A 12” Dutch oven is handy for baking biscuit, bread, pies, and cobblers. It or the hanging pot are also good for cooking large chunks of meat like a pot roast.
I have a round 12” griddle that is great for cooking pancakes, corn cakes, and tortillas. It’s also good for cooking bacon, sausage, spam, and sliced ham.
I actually have two different sizes of cast iron skillets, but I usually just stick to a standard 10” skillet for most situations. If I’m cooking for a pretty good crowd I have a larger 12” skillet. These are great for cooking eggs and for frying chicken or fish.
Stainless Steel Cookware
A large stainless steel lidded pot is handy for cooking vegetables, soups, rice, or anything else that you would cook in a pot on your stove. I have such a pot that I use for large groups, but I don’t use it often.
I use a deep, round baking pan that fits inside my Dutch oven when I cook biscuits or bread. Some people cook biscuits and bread directly in the Dutch oven, but I use this pan and set it on three steel hex-nuts that elevate it about a quarter inch from the bottom of the Dutch oven. I find that this cooks my bread-stuffs more evenly and avoids scorching the bottoms. The pan pictured here is actually a new one. My old one was fairly shallow, and I’m looking forward to using the new pan.
I also have a big stainless steel bowl that serves as my wash basin for doing dishes. It also doubles as my dough bowl for mixing up bread dough and letting it rise.

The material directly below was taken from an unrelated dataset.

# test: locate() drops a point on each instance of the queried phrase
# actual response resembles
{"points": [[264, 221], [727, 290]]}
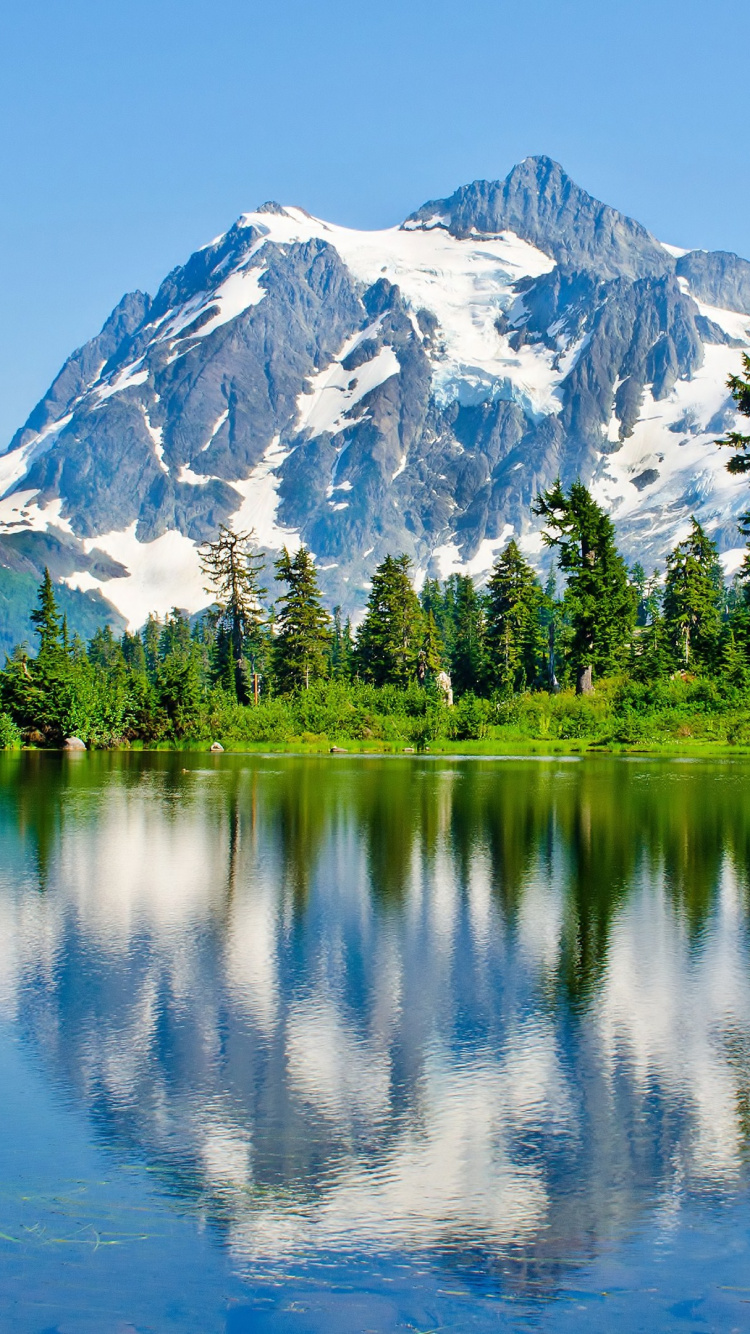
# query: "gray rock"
{"points": [[717, 278], [541, 203]]}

I have an enamelware coffee pot that has seen a good number of campfires. Some people cook camp coffee by putting the grounds directly in the water, boiling it up, and then throwing in a cup of cold water to make the grounds settle. Maybe you can make this work, but I always end up straining coffee grounds through my teeth. I prefer to use the removable basket and percolator tube to make my coffee.
A medium size enamelware bowl is used for mixing biscuit dough, pancake batter, and etc.

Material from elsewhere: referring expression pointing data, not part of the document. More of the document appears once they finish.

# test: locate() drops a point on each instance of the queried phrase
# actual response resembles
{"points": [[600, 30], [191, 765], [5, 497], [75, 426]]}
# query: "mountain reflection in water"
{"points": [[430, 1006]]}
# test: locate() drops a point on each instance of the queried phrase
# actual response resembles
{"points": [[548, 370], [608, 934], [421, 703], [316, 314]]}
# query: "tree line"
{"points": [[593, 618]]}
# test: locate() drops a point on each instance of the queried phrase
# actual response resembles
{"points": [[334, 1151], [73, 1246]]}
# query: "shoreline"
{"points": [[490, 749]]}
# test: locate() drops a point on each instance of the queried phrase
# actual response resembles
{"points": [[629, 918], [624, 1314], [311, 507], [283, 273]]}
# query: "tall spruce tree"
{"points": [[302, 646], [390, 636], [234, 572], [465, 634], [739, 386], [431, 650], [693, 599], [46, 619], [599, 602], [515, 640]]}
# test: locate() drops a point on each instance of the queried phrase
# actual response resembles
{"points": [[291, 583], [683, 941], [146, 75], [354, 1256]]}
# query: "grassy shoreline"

I use my small enamelware hanging pot to cook vegetables, soups, and etc. I find that I use it much more often than my large stainless steel pot.

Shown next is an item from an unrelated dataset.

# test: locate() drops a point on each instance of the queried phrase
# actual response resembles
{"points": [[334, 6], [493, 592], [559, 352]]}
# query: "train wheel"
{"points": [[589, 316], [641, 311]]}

I also have an enamelware lid that fits over my 10” skillet.
You can get as complicated as you want on utensils. I keep it pretty simple. The main rule is “long handles.” You want to be able to reach out over that fire without singing the hair off of your hand. I use a big butcher knife and a small paring knife. Also pictured is an old-time can opener.
A pair of meat tongs and a long handle fork are also handy; especially if you are cooking straight on the grill.
You’ll need a spatula, a ladle, and a spoon to cook with, and that weird looking thing on the right is an absolute necessity if you’re using a Dutch oven. It’s called a lid lifter.
The last item on the list is a blow-pipe. This is used to direct air at your fire to help build the flame. It concentrates the stream of air much better than bending over and blowing through your lips.
Well, that’s it for cookware. As you can see I didn’t exactly drive over to William’s Sonoma and buy my stuff. It’s mostly hand me downs, garage sales, and thrift stores; but it works, and it has turned out some good camp meals over the years.